Who doesn’t love a healthy and easy breakfast bowl filled with tons of nutrient-packed veggies and a big ol’ serving of grits? This vegan breakfast bowl recipe by A Pinch of Healthy has it all. It’s made with mushrooms, bell peppers, onions, and heart-healthy avocados. Plus, it’s packed with tons of flavor thanks to the nutritional yeast, garlic powder, and veggie broth.

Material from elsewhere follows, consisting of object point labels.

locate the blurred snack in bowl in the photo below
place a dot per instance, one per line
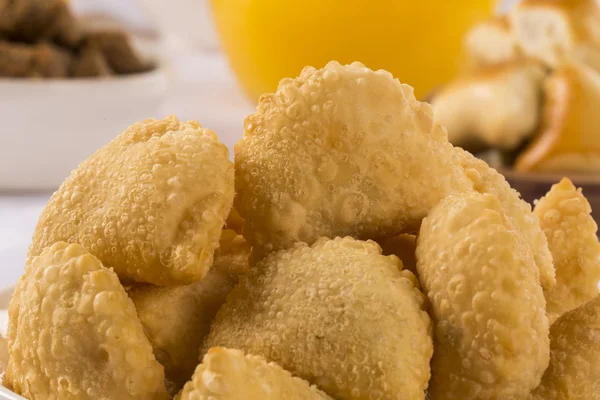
(43, 40)
(569, 138)
(267, 40)
(44, 60)
(556, 112)
(32, 20)
(61, 94)
(495, 106)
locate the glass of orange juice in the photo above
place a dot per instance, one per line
(418, 41)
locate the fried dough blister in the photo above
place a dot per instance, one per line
(142, 276)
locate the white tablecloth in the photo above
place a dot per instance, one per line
(204, 90)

Get the recipe: Breakfast Bowl Recipe

vegan grits
Photo: Nora Cooks

2. Vegan Cheese Grits

This three-step vegan cheese grits recipe by Nora Cooks takes only five minutes to prep and transforms into thick, creamy perfection in just 20 minutes. With the help of a little vegan butter and loads of delicious shredded vegan cheddar cheese, you’ll have the most luscious grits that are golden like the sun and smooth as velvet. P.S. For an added anti-inflammatory kick, sprinkle in some turmeric for an even more beautiful color and loads more benefits.

Get the recipe: Vegan Cheese Grits

vegan grits
Photo: From The Comfort Of My Bowl

3. Vegan Grits and Greens

This vegan grits and greens recipe by From The Comfort Of My Bowl stars two Southern classics in one hearty and comforting dish. It features vegan-friendly collard greens made with delicious ingredients like onion, garlic, and Cajun seasoning. And, of course, the dish isn’t complete without creamy, dreamy grits.

Get the recipe: Vegan Grits and Greens

What do you say... corn for breakfast, lunch, and dinner?